Si narra che, da allora, il suo fantasma vaghi irrequieto tra le sale del castello, principalmente in quella nota come “salone della congiura”. Alcuni avvistamenti lo hanno descritto vestito con abiti d’epoca, pantaloni e giacca di cuoio, trascinarsi con fatica e col volto deturpato. In una stanza, a quanto pare riservata agli ospiti meno “graditi”, vi è ancora una piccola cappella, ma la curiosità è che, davanti al piccolo altare, è visibile una botola che, si narra, venisse aperta e utilizzata per eliminarli. Queste truci leggende, che hanno pur sempre il loro fascino perché specchio di una Sicilia inimmaginabile oggi, si diradano grazie ad una vista mozzafiato che si gode dalle terrazze del castello che abbracciano le verdissime colline dell’entroterra fino all’azzurro mare di Cefalù.

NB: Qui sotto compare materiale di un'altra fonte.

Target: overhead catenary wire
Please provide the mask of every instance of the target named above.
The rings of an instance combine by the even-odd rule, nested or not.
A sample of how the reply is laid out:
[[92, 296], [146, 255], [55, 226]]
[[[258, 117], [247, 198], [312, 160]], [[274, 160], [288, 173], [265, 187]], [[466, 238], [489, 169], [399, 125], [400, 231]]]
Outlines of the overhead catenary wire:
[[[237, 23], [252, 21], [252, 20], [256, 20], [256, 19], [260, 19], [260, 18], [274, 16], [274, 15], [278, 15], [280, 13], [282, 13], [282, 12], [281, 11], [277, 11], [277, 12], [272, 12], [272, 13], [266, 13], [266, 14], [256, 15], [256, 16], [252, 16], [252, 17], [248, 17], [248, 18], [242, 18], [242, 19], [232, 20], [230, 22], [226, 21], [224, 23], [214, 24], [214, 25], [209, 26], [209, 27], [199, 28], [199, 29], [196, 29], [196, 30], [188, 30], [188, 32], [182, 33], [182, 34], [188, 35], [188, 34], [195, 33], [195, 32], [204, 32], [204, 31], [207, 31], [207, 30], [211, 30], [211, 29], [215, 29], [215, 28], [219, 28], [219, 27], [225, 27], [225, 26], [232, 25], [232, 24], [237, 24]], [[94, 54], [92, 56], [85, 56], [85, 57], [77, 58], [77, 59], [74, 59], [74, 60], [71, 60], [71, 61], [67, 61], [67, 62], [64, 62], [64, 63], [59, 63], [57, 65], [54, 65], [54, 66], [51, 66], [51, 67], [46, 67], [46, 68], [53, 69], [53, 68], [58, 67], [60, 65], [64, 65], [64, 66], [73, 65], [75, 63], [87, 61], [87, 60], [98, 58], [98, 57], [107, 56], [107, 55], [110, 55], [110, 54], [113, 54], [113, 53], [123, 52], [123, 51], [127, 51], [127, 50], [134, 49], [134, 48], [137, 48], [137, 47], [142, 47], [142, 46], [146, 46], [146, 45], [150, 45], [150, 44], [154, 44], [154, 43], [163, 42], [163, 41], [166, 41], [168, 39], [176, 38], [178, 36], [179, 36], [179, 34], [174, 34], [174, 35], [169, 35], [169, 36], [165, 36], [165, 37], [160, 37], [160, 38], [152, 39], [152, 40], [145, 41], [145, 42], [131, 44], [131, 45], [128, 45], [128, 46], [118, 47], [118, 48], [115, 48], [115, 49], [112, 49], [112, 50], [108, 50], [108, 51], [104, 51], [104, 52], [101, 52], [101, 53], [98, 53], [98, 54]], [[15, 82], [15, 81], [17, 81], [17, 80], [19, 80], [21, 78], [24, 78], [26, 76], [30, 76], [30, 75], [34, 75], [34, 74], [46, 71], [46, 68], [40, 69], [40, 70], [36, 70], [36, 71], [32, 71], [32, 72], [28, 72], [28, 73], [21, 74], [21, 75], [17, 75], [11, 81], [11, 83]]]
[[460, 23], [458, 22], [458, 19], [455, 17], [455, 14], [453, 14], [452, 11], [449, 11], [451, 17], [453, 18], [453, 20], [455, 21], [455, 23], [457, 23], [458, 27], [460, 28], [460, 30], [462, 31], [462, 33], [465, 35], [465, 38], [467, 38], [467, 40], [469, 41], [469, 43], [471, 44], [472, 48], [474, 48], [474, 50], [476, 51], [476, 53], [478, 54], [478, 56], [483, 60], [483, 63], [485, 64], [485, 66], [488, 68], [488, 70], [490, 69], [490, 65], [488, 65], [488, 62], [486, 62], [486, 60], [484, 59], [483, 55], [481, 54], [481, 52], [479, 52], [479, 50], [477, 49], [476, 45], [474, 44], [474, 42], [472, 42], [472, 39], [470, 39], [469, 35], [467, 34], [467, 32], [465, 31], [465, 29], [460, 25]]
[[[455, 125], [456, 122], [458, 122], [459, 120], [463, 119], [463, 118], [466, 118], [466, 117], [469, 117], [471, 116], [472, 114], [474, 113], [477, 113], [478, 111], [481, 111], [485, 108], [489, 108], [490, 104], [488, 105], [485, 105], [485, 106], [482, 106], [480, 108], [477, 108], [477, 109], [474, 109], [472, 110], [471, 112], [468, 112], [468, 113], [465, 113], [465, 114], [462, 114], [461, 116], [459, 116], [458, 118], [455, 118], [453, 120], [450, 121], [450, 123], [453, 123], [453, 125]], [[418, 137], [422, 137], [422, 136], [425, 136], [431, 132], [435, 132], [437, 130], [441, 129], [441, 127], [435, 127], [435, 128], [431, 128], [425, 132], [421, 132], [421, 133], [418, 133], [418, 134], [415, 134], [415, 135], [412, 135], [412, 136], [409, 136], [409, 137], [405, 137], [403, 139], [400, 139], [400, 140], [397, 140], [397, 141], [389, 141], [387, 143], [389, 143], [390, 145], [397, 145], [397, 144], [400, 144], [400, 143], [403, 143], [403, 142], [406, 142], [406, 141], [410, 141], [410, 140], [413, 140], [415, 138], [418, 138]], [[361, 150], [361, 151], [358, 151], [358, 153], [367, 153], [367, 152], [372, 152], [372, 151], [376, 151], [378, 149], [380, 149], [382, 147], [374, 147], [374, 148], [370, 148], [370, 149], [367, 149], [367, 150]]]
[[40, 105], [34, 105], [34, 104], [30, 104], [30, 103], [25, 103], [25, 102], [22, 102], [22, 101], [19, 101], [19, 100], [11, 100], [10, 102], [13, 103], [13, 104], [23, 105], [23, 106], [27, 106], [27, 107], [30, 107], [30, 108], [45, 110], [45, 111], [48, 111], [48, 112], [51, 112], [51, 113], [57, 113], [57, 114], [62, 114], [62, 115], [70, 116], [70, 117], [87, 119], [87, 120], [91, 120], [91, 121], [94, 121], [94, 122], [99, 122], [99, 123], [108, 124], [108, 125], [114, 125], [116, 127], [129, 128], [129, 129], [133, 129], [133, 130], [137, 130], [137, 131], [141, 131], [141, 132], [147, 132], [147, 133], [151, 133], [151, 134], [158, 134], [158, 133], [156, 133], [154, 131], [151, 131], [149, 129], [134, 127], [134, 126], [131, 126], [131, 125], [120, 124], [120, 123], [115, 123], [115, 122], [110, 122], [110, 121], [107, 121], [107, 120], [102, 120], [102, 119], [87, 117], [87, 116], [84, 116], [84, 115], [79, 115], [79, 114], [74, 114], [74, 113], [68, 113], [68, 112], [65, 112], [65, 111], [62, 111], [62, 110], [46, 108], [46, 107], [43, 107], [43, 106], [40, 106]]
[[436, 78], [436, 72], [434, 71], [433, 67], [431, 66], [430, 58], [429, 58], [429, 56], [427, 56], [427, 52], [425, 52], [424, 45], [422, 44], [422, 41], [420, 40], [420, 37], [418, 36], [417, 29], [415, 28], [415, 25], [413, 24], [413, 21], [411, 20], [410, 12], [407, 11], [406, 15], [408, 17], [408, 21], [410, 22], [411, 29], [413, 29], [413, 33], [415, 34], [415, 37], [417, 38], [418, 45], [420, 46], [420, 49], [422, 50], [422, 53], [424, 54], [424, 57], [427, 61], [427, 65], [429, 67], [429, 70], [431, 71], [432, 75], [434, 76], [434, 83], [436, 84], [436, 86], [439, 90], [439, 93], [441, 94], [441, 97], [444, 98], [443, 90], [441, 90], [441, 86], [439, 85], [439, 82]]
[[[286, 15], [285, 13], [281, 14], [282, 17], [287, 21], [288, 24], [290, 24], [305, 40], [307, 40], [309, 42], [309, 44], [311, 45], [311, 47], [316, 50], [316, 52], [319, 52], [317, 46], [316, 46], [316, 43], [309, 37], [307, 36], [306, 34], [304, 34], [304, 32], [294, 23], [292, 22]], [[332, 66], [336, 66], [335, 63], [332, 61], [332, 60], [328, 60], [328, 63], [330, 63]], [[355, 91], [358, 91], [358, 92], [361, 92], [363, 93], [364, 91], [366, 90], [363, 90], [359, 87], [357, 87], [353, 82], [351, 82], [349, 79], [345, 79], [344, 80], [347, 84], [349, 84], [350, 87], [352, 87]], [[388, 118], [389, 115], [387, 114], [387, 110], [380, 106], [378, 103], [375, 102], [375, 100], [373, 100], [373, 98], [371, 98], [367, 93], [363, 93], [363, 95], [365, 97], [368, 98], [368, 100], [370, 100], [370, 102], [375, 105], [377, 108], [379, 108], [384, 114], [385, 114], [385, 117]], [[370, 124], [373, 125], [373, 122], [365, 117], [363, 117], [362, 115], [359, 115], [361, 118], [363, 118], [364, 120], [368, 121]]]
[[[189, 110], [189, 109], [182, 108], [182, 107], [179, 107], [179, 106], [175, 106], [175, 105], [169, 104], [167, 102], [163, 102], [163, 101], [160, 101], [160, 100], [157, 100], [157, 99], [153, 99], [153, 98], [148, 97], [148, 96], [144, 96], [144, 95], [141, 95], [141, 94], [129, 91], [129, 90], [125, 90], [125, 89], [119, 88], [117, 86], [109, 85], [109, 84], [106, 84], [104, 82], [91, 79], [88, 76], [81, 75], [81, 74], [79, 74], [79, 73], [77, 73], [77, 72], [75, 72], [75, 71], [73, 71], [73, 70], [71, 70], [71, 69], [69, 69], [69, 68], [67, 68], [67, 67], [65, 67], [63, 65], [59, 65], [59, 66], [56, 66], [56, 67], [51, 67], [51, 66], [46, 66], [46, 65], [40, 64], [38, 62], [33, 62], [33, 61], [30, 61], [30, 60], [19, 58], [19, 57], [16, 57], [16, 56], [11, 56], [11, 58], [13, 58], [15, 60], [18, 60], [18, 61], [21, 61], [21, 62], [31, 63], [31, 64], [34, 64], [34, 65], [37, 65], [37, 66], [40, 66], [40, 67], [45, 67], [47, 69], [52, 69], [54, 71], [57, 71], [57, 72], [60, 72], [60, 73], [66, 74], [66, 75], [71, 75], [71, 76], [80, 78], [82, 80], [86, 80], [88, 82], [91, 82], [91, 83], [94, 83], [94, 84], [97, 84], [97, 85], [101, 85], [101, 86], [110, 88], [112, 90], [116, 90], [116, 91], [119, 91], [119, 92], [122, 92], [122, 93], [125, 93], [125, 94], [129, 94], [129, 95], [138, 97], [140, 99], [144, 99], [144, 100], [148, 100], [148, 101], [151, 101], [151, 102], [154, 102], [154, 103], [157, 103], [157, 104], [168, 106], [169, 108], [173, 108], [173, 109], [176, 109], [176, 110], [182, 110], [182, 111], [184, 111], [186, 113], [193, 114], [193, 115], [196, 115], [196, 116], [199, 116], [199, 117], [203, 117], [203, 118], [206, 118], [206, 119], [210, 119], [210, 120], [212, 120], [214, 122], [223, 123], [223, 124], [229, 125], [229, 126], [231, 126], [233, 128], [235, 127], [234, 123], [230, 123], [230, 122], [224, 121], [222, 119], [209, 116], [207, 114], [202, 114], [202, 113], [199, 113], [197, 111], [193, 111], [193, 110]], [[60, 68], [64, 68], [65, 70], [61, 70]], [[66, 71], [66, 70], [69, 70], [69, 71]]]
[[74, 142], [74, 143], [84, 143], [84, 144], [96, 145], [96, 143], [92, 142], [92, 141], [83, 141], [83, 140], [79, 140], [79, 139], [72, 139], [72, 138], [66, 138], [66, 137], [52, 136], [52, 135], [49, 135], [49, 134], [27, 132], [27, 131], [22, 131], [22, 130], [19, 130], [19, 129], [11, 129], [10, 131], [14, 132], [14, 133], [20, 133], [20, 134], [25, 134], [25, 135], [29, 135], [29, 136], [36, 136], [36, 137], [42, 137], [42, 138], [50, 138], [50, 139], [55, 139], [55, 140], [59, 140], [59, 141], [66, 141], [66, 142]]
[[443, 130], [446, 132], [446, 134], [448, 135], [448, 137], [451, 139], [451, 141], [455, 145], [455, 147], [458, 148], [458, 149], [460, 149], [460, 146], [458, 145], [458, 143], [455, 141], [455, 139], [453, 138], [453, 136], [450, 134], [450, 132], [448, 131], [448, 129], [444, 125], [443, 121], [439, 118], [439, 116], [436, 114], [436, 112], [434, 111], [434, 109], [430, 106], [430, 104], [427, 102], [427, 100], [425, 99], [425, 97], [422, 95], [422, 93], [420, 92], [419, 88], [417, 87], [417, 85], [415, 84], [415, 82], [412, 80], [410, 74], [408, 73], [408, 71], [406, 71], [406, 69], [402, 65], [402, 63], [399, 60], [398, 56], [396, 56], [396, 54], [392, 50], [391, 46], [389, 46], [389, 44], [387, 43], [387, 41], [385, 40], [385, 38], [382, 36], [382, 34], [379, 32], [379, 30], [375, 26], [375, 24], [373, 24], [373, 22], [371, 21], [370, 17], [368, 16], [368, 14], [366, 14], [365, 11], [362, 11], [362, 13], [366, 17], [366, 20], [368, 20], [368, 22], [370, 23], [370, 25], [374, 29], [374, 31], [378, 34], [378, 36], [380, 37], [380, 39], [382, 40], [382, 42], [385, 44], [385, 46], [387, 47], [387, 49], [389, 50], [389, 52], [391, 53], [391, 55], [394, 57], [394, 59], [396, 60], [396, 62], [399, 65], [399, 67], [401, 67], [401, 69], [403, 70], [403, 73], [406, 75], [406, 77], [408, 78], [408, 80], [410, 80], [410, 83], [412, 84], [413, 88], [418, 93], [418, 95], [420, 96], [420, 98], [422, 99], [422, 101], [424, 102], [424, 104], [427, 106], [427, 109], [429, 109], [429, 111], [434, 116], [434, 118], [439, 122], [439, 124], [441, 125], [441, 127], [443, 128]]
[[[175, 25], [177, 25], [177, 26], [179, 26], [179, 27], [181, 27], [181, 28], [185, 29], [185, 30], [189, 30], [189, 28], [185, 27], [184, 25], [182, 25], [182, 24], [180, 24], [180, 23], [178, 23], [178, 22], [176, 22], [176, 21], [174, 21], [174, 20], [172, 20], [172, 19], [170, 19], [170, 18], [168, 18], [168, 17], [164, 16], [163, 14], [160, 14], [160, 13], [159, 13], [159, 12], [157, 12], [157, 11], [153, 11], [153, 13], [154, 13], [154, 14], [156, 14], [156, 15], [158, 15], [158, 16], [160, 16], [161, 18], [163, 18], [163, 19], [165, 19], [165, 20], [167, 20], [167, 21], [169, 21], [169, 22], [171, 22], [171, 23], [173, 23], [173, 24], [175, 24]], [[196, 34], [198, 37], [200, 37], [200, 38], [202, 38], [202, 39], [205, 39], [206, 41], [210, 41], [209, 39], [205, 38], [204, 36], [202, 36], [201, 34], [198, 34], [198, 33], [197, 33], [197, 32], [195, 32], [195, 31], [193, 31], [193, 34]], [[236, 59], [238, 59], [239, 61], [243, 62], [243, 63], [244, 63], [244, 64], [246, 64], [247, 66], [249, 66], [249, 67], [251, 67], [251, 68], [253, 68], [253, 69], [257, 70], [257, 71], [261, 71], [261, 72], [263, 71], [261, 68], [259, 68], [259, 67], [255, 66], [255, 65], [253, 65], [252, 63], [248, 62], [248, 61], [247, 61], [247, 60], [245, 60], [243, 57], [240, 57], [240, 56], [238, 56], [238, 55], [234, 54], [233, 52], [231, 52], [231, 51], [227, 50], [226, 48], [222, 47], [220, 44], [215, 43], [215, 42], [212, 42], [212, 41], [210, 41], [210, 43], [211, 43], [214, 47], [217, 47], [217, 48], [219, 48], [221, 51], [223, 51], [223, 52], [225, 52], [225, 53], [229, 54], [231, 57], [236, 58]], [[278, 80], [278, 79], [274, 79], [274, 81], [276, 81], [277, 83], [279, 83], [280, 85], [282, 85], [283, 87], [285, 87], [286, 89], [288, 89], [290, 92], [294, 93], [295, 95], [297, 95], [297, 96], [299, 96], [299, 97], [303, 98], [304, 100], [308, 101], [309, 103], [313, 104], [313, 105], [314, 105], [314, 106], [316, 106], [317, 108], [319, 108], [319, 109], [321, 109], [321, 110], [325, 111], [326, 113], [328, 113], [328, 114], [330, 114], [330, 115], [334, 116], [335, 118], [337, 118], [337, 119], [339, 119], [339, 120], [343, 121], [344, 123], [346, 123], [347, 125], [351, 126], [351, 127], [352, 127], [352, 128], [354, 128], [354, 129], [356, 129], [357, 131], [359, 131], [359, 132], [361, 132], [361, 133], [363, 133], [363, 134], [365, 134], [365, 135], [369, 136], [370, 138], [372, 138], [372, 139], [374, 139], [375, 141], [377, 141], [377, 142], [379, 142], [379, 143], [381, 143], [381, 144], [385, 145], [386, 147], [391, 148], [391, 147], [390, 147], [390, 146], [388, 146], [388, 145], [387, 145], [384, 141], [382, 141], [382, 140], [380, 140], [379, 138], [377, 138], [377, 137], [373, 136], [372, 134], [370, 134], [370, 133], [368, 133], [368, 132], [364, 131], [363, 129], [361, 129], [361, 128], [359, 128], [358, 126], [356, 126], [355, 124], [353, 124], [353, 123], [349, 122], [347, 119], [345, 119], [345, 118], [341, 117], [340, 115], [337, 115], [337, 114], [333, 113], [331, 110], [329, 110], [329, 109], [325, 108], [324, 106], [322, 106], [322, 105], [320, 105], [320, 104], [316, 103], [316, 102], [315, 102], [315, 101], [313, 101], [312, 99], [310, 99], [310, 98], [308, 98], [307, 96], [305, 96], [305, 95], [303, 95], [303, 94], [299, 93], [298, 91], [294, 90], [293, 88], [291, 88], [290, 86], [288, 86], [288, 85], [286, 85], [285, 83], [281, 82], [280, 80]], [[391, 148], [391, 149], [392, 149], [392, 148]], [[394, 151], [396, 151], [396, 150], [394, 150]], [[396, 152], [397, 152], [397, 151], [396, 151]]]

Il Castello divenuto, poi, proprietà della nobile famiglia dei Chiaromonte che lo ampliarono, fortificandolo ulteriormente, dal 1302 al 1392, resistette agli attacchi aragonesi. Altri lavori vennero ordinati da Giacomo De Prades, che fece costruire alcune torri, scuderie, un salone per le udienze e un grande salone per le armi. Nel 1400, al suo massimo splendore, Giovanni Alfonso Henriquez, Viceré di Sicilia, consegnò a Caccamo il suo “Stemma”, una testa di cavallo, che un tempo, si narra, fosse di Cartagine, con l’aggiunta, però, delle tre gambe, il Triscele. Come in ogni storia, dopo la grandeur, il declino, con il terremoto del 1923 che provocò una serie di crolli in varie aree.